Independent variables

Egocentric social network data were collected using an expanded PhenX Social Network Battery tailored to the case of dementia (Hamilton et al., 2011). For this protocol, interviewers elicited names of individuals in a participant’s social network that was activated in the past 6 months for discussions about important matters and health matters using items called name generators (Perry et al., 2018). After network members’ names were provided, questions were asked about each person in the network. This process yielded structural, functional, and compositional variables about a person’s core discussion network.

Measures to assess social bridging included network size, density, presence of weak ties, and proportion of non-kin. Network size was measured by the number of unique people mentioned in response to name generators. Network density was the mean of the closeness of ties between each network member in a participant’s network, which ranged from 0 to 3. Response categories were “don’t know each other,” “not very close,” “sort of close,” and “very close.” Higher scores signified higher strength of ties between network members. The presence of weak ties in the network was assessed using the minimum value of the strength of ties between a participant and each of his/her network members, which had a potential range of 1–10 on a sliding scale (i.e., no response categories). Proportion of non-kin was measured by calculating the proportion of network members who were not identified as family members by birth or marriage. These included friends, neighbors, coworkers, clergy, and other types of non-kin.

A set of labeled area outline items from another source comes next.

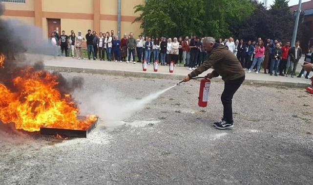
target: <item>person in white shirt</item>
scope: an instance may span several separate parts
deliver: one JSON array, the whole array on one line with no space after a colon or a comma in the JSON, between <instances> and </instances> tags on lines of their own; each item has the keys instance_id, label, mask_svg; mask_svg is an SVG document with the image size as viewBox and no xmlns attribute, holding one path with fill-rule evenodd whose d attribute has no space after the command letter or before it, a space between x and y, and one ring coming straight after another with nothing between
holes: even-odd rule
<instances>
[{"instance_id":1,"label":"person in white shirt","mask_svg":"<svg viewBox=\"0 0 313 185\"><path fill-rule=\"evenodd\" d=\"M52 46L54 55L58 55L58 39L54 36L54 33L51 33L51 37L49 38L49 42Z\"/></svg>"},{"instance_id":2,"label":"person in white shirt","mask_svg":"<svg viewBox=\"0 0 313 185\"><path fill-rule=\"evenodd\" d=\"M172 50L172 39L168 38L167 39L167 65L169 64L171 60L171 50Z\"/></svg>"},{"instance_id":3,"label":"person in white shirt","mask_svg":"<svg viewBox=\"0 0 313 185\"><path fill-rule=\"evenodd\" d=\"M102 32L99 34L100 36L98 37L97 45L99 53L99 58L100 60L104 60L104 53L105 50L104 49L104 42L105 38L103 37L103 35Z\"/></svg>"},{"instance_id":4,"label":"person in white shirt","mask_svg":"<svg viewBox=\"0 0 313 185\"><path fill-rule=\"evenodd\" d=\"M106 56L108 61L112 60L112 37L110 36L109 32L106 32L106 37L104 40L104 44L106 44Z\"/></svg>"},{"instance_id":5,"label":"person in white shirt","mask_svg":"<svg viewBox=\"0 0 313 185\"><path fill-rule=\"evenodd\" d=\"M232 37L230 37L229 41L226 42L226 45L228 47L228 49L233 53L235 51L235 43Z\"/></svg>"},{"instance_id":6,"label":"person in white shirt","mask_svg":"<svg viewBox=\"0 0 313 185\"><path fill-rule=\"evenodd\" d=\"M138 38L136 42L137 44L136 45L136 50L137 51L137 55L138 56L138 60L139 62L141 62L141 59L143 56L143 46L144 46L144 38L143 36L140 35L139 38Z\"/></svg>"}]
</instances>

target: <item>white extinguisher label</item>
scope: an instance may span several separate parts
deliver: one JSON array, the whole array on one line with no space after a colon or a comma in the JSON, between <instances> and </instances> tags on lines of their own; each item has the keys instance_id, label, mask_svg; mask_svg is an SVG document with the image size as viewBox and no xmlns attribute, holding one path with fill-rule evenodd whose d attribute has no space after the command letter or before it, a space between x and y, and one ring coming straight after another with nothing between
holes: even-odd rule
<instances>
[{"instance_id":1,"label":"white extinguisher label","mask_svg":"<svg viewBox=\"0 0 313 185\"><path fill-rule=\"evenodd\" d=\"M210 91L210 82L206 82L204 88L203 88L203 96L202 96L202 101L208 102L209 100L209 92Z\"/></svg>"}]
</instances>

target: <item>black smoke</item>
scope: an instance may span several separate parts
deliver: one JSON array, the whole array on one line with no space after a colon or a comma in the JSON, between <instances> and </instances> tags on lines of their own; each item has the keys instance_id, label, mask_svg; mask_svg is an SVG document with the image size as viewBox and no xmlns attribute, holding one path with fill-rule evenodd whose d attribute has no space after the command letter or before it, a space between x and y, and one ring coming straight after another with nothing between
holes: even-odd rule
<instances>
[{"instance_id":1,"label":"black smoke","mask_svg":"<svg viewBox=\"0 0 313 185\"><path fill-rule=\"evenodd\" d=\"M20 75L20 72L26 68L31 66L34 71L42 71L43 76L49 73L44 71L44 62L40 56L52 56L55 52L48 39L42 37L40 28L14 19L3 19L0 16L4 11L3 4L0 2L0 53L5 56L4 68L0 69L0 83L14 91L12 79ZM28 56L30 55L32 59L34 60L35 58L36 61L29 61ZM54 58L58 59L58 57ZM57 72L52 74L58 76L59 84L56 88L62 94L69 93L83 86L83 79L82 77L75 76L66 79Z\"/></svg>"}]
</instances>

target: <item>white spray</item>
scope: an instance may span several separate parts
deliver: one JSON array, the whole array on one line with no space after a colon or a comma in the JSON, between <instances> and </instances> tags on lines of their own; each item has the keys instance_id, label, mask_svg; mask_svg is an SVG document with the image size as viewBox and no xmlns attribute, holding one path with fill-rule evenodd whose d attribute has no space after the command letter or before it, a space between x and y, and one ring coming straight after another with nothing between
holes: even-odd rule
<instances>
[{"instance_id":1,"label":"white spray","mask_svg":"<svg viewBox=\"0 0 313 185\"><path fill-rule=\"evenodd\" d=\"M75 99L84 100L79 105L82 114L97 114L104 120L105 127L113 127L124 124L122 121L144 109L147 104L176 86L177 84L141 99L125 98L125 94L112 89L94 94L77 91L73 96Z\"/></svg>"}]
</instances>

Measures operationalizing social bonding included number of very close ties, support multiplexity, mean frequency of contact, quality of social relationships, and marital status. Number of close ties was a count of the number of network members that participants reported being “very close” to, as opposed to “sort of close” or “not very close.” Support multiplexity was measured by averaging the number of different support functions provided (out of five) by all network members, ranging from 0 to 5. Support functions assessed included listening, caring, providing advice, help with chores and other tasks, and giving or loaning money. Mean frequency of contact was computed by averaging the frequency of contact between a participant and all network members, which ranged from 1 to 3 (corresponding to “hardly ever,” “occasionally,” and “often”). Quality of social relationships was measured by taking the average of all nonmissing values for three items in the Quality of Life in Alzheimer’s Disease scale (Logsdon et al., 1999). Items included in the subscale included relationships with family members, relationships with a marital or romantic partner (or if none, the person they are closest to), and relationships with friends. The resulting index ranged from 1 to 4 (corresponding to “poor,” “fair,” “good,” or “excellent”) with higher values indicating better quality. Marital status was computed as a binary indicator, with 1 equal to married and 0 equal to never married, divorced, separated, or widowed.

Controls

Depressive symptoms were measured using the 15-item Geriatric Depression Scale (Sheikh & Yesavage, 1986). Self-rated health was assessed using a single item with four response categories ranging from “poor” to “excellent.” Impairment in instrumental activities of daily living was measured using the Functional Activities Questionnaire and binarized to indicate no impairment versus any impairment (Pfeffer et al., 1982). We controlled for these indicators of health status to reduce the potential confounding effect of functional decline and social withdrawal (i.e., reverse causality). Furthermore, we controlled for gender (woman or man), race (person of color or White), age in years, and education in years, which may be correlated both with social network characteristics and cognitive performance.

Analysis

We first conducted bivariate statistics by diagnostic group and created ego network visualizations using ideal types (i.e., mean bridging measures by group). Because it is not possible to depict partial nodes (i.e., people), we rounded to whole numbers where necessary (e.g., in depicting network size). Next, all nine network variables were separately entered into linear regression models to predict cognitive function, episodic memory, and executive function, controlling for gender, race, age, education, depressive symptoms, self-rated health, and functional limitations. This strategy avoids multicollinearity, as these measures are moderately to highly correlated within the bridging or bonding domain. This process was repeated for all three cognitive outcomes. All network variables and outcomes were standardized to facilitate interpretation. Full regression results are presented in Supplementary Table 1.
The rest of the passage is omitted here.